[SROA] enable splitting for non-whole-alloca loads and stores

Currently, SROA splits loads and stores only when they are accessing the whole alloca. This patch relaxes this limitation to allow splitting a load/store if all other loads and stores to the alloca are disjoint to or fully included in the current load/store. If there is no other load or store that crosses the boundary of the current load/store, the current splitting implementation works as is. The whole-alloca loads and stores meet this new condition and so they are still splittable. Here is a simplified motivating example. struct record { long long a; int b; int c; }; int func(struct record r) { for (int i = 0; i < r.c; i++) r.b++; return r.b; } When updating r.b (or r.c as well), LLVM generates redundant instructions on some platforms (such as x86_64, ppc64); here, r.b and r.c are packed into one 64-bit GPR when the struct is passed as a method argument. With this patch, the above example is compiled into only few instructions without loop. Without the patch, unnecessary loop-carried dependency is introduced by SROA and the loop cannot be eliminated by the later optimizers. Differential Revision: https://reviews.llvm.org/D32998 llvm-svn: 319407
author: Hiroshi Inoue <inouehrs@jp.ibm.com> 2017-11-30 07:44:46 +0000
committer: Hiroshi Inoue <inouehrs@jp.ibm.com> 2017-11-30 07:44:46 +0000
commit: 422e80aee2baf32d981e96406dfedc6708282e61 (patch)

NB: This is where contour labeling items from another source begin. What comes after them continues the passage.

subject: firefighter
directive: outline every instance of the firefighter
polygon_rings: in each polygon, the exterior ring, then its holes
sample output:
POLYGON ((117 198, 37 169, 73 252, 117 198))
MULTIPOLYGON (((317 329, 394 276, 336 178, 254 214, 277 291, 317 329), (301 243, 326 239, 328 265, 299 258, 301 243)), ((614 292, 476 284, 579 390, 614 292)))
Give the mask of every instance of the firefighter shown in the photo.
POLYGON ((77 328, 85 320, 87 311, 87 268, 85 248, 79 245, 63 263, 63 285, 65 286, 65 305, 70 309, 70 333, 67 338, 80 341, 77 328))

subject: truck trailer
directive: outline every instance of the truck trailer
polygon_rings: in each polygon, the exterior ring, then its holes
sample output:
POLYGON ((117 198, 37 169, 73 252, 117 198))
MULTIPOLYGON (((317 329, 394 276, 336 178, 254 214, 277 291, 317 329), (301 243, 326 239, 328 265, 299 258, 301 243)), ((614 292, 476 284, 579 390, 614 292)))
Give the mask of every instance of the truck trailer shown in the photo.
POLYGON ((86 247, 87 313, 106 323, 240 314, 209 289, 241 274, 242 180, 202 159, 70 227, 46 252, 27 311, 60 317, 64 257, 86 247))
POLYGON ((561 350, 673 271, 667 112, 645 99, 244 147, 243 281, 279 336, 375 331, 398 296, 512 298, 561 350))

tree: b45c23cacf072004c4b7d3bd3f7ecf8342e05c5e /llvm/lib/Transforms
parent: a495744d2c3b2726aa4d7de37f863cb6007a6a78 (diff)
download: bcm5719-llvm-422e80aee2baf32d981e96406dfedc6708282e61.tar.gz
bcm5719-llvm-422e80aee2baf32d981e96406dfedc6708282e61.zip
1 files changed, 21 insertions, 10 deletions
diff --git a/llvm/lib/Transforms/Scalar/SROA.cpp b/llvm/lib/Transforms/Scalar/SROA.cpp
index bd064978b64..d0431d48a43 100644
--- a/llvm/lib/Transforms/Scalar/SROA.cpp
+++ b/llvm/lib/Transforms/Scalar/SROA.cpp
@@ -30,6 +30,7 @@
 #include "llvm/ADT/PointerIntPair.h"
 #include "llvm/ADT/STLExtras.h"
 #include "llvm/ADT/SetVector.h"
+#include "llvm/ADT/SmallBitVector.h"
 #include "llvm/ADT/SmallPtrSet.h"
 #include "llvm/ADT/SmallVector.h"
 #include "llvm/ADT/Statistic.h"
@@ -4047,21 +4048,31 @@ bool SROA::splitAlloca(AllocaInst &AI, AllocaSlices &AS) {
   // First try to pre-split loads and stores.
   Changed |= presplitLoadsAndStores(AI, AS);
 
-  // Now that we have identified any pre-splitting opportunities, mark any
-  // splittable (non-whole-alloca) loads and stores as unsplittable. If we fail
-  // to split these during pre-splitting, we want to force them to be
-  // rewritten into a partition.
+  // Now that we have identified any pre-splitting opportunities,
+  // mark loads and stores unsplittable except for the following case.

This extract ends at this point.